La Juez les acusa de un delito de sedición por promover las concentraciones del 20 y 21 de septiembre en Barcelona. Unas concentraciones en las que no hubo ni un solo herido y en las que la única violencia que hubo fue el anecdótico destrozo de unos vehículos de la Guardia Civil por parte de unas pocas personas de las miles que allí había.

Hoy vemos aplaudir estos encarcelamientos a los medios y líderes políticos españoles que pedían la libertad del opositor Leopoldo López que se encontraba en prisión por promover unas concentraciones en las que fueron asesinadas 43 personas, si bien algunas por la policía venezolana, la mayoría ocasionadas por ataques de manifestantes opositores contra chavistas y fuerzas de seguridad.

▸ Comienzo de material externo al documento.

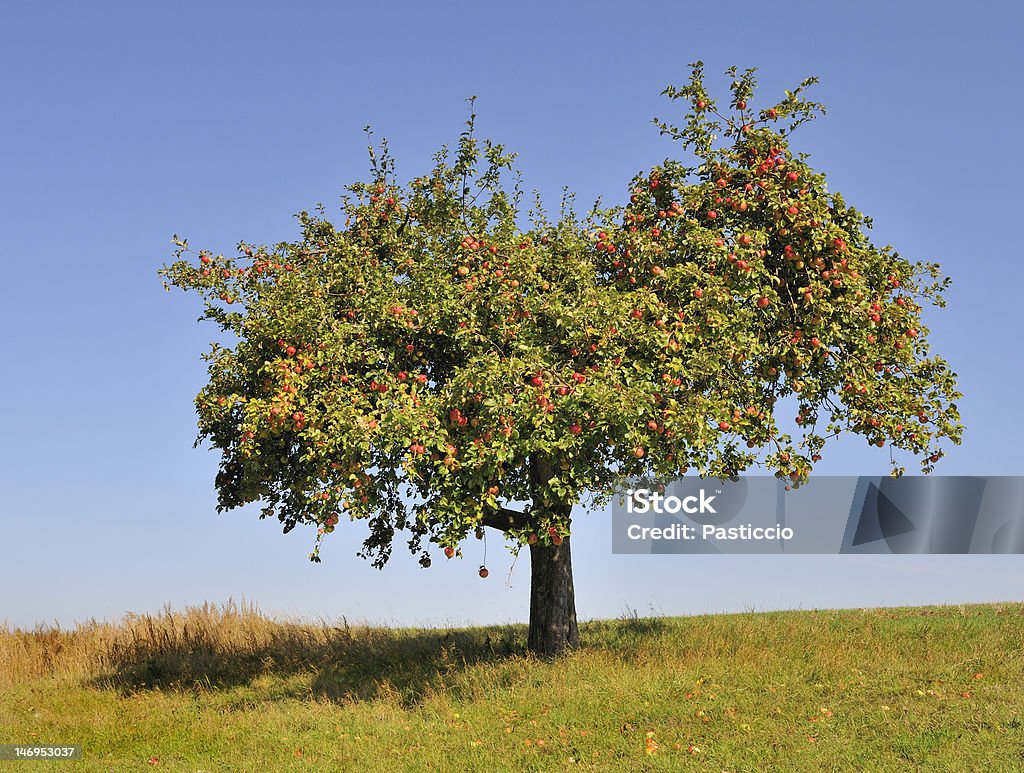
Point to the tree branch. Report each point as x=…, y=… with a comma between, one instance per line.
x=504, y=519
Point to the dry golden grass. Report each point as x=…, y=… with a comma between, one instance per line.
x=226, y=688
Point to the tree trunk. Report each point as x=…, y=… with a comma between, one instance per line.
x=552, y=600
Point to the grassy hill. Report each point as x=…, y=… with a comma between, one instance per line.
x=227, y=689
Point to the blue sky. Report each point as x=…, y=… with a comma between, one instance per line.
x=126, y=123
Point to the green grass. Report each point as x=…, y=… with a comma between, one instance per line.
x=226, y=689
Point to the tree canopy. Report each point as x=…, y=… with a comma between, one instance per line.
x=440, y=355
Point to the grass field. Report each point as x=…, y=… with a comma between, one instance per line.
x=223, y=688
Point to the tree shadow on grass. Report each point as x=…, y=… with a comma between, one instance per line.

En España se vive desde hace años una progresiva escalada represiva que se ha ido acrecentando con el apoyo de los medios y el silencio de gran parte de la sociedad. La ley mordaza, detenciones de personas por opinar en redes sociales y ahora todo lo que esta rodeando a la cuestión catalana con miles de policías desplazados allí para la ocasión por orden del presidente de un partido fundado por 7 ex ministros franquistas.

A pesar de todo todavía pretenden que creamos que en Venezuela viven en una dictadura mientras que en España se disfruta de una ejemplar democracia.